On a normal day, Vivian, who just turned 37, actively taps one of her fingers, dances with her eyes and speaks with a hunger for life. She was born with a neuromuscular disease called spinal muscular atrophy. Her mother, Madame Yong, now 63 years old, has been her full-time caregiver since she turned 19.
I first met Vivian in 2014. I was at her bedside during a church group carolling session and in the midst of our singing, my friends urged me to sing a song I had written to her. Her spirit, dancing like a warm flickering flame, eased any consciousness I was feeling about my spasms.
I sang, she danced and our friendship grew.
Since then, Vivian and her mother has invited my friends and I to their home gatherings to share their passion for Barbie dolls, talk about the latest drama series and to have karaoke sessions. My favourite was when Madame Yong switched on the lights to their toy disco ball and gave out funky head extensions, so we could all rock our heads to the songs.
Recently, during one of our conversations, my friend, Joan, commented on how giving Vivian’s mother was. We decided that perhaps, a song could be worthy of her. At our next gathering, Madame Yong enjoyed a rare shopping trip out, while Vivian and I decided what to put into the song.
Vivian’s conversation with me below:
“I was in and out of Intensive Care Unit when I was 19 and in my early 20s. This was the most painful period for my mother. She said she was constantly living in shock then, as I could have lost my life many times then.
“How did she handle that period?”
“Very positively. There were other mothers with children like me in the hospital and Mama would urge them to be positive, so that their children could feel positive too. She would tell them ‘I’ve taken care of my daughter for so many years, so you can do it too.’”
“Wow.. your mother is strong.”
“Yes. Over the years, she gave up her dreams of learning how to cook, learning English, learning to do massage and all that freedom to go out, so that she could care for me. She raised my brother and I on her own. She’s literally strong – she has even carried me up and down a flight of stairs a few times on her own.”
“What do you think her greatest wish for you is?”
“For me to be healthy and happy. She hopes that one day, I’ll be able to stand and be independent.”
“What about you? What is your wish for her?”
“My wish is for her to be healthy and happy. I hope that one day I can stand too.”
“Same wishes for each other?”
“Yes, if I’m able to stand… One day, our roles can be reversed.”
“Have you ever asked yourself if something good could come out of your pain?”

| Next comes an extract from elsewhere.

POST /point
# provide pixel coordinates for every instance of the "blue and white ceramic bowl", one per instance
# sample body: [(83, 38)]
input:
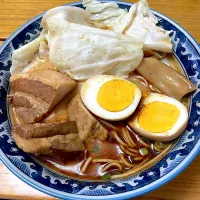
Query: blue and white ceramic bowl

“I think my mission is to let people see me, so that everyone can see that even though I’m like that, I can still be cheerful.
“Do you know what your mother’s mission in life is?”
“She takes care of me, so that I can carry out my mission.”
Vivian has chosen to sing the full song to her mother in private. She did, however, record her voice for some of the lines. You can hear her voice at the last part of the song below.
I want to tell you about Vivian and her mother, because they inspire me so much. Especially more on days when I feel lost in the woods, which happens whenever I question my vocation and life’s purpose.
Through their being, they show me – that in love – we are free to choose our grandest dreams.